Former President Bill Clinton made this excuse at Byrd’s funeral:
He once had a fleeting association with the Ku Klux Klan, what does that mean? I’ll tell you what it means. He was a country boy from the hills and hollows from West Virginia. He was trying to get elected.
And maybe he did something he shouldn’t have done come and he spent the rest of his life making it up. And that’s what a good person does. There are no perfect people. There are certainly no perfect politicians.
Nice try. But from one country boy to another: don’t piss down my back and tell me it’s raining.
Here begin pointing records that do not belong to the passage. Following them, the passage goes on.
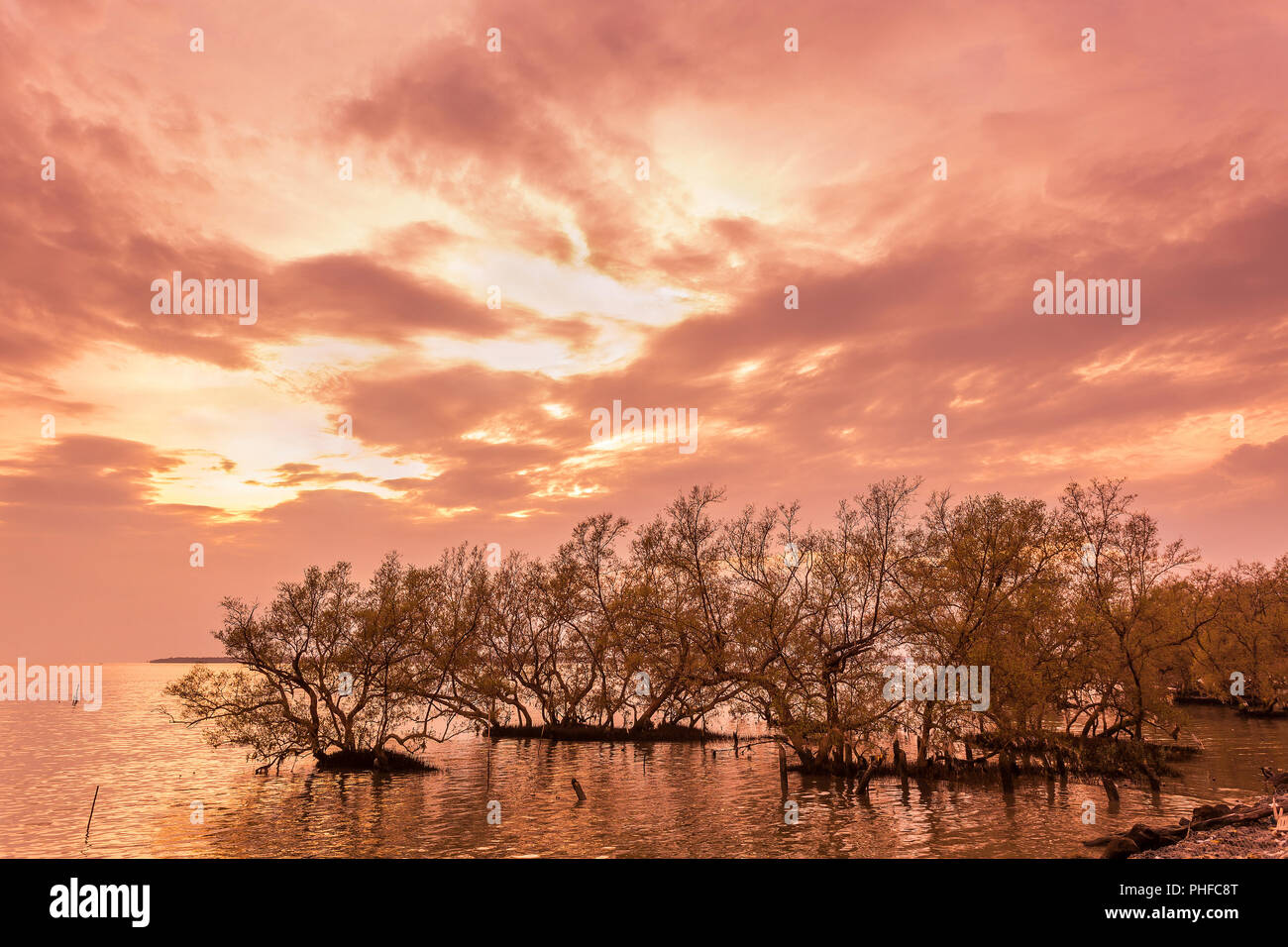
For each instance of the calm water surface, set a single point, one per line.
(643, 800)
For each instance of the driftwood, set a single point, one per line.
(1141, 838)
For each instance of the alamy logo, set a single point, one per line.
(1087, 298)
(938, 684)
(81, 684)
(102, 900)
(670, 425)
(209, 298)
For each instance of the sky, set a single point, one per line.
(433, 335)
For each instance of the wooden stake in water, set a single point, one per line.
(90, 813)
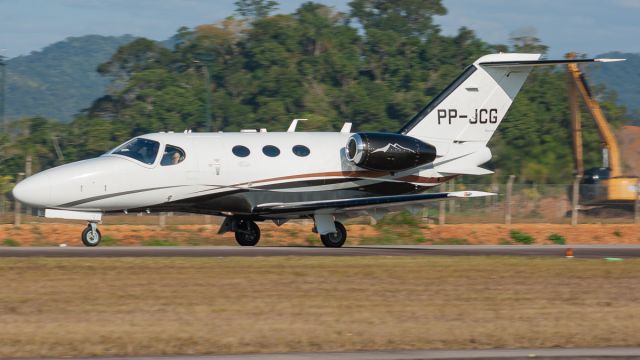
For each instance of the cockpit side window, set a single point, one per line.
(143, 150)
(172, 155)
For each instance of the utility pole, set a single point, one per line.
(3, 76)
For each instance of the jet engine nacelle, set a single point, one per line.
(388, 152)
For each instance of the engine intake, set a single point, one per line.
(388, 152)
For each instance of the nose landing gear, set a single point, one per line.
(91, 235)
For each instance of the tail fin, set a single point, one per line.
(471, 108)
(473, 105)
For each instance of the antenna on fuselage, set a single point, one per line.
(346, 128)
(294, 124)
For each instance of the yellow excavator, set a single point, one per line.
(602, 185)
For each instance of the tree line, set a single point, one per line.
(375, 66)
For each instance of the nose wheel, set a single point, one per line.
(91, 235)
(247, 232)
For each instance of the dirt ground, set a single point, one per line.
(53, 234)
(153, 306)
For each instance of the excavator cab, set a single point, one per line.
(602, 186)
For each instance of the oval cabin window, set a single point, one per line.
(240, 151)
(271, 151)
(301, 150)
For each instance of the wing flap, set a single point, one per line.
(355, 204)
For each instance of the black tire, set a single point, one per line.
(247, 233)
(336, 239)
(87, 237)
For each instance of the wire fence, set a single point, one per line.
(521, 204)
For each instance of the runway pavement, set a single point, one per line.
(580, 251)
(566, 354)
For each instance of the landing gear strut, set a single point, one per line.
(337, 238)
(91, 235)
(247, 232)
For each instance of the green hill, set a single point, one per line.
(623, 77)
(60, 80)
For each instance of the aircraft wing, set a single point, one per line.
(361, 205)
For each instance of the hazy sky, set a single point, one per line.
(589, 26)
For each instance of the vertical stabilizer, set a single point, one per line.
(471, 108)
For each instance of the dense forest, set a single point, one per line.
(61, 79)
(375, 66)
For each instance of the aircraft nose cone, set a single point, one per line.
(34, 190)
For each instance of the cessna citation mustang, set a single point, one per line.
(257, 176)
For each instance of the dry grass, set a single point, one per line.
(74, 307)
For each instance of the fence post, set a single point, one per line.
(637, 207)
(575, 200)
(443, 206)
(507, 205)
(162, 219)
(452, 203)
(17, 208)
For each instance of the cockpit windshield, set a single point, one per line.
(143, 150)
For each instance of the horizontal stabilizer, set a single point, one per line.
(463, 171)
(517, 63)
(466, 194)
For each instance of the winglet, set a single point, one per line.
(608, 60)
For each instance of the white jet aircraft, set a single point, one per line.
(256, 176)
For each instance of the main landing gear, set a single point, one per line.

Byrd’s lurch towards racial harmony was as political as it was spiritual as his own words hinted when offering advice on public service in 1997: “Be sure you avoid the Ku Klux Klan. Don’t get that albatross around your neck. Once you’ve made that mistake, you inhibit your operations in the political arena.”
Yes, I can see how being in the Klan is bad for a political career…nowadays at least. And, like other Southern and border-state Democrats, Byrd came to realize that he would have to temper “his blatantly segregationist views” if he wanted to play a role nationally. Got it. Quite a moral catharsis. Am I the only one choked up here?
Well, at least Robert Byrd was no Strum Thurmond. Certainly the New York Times doesn’t think so either.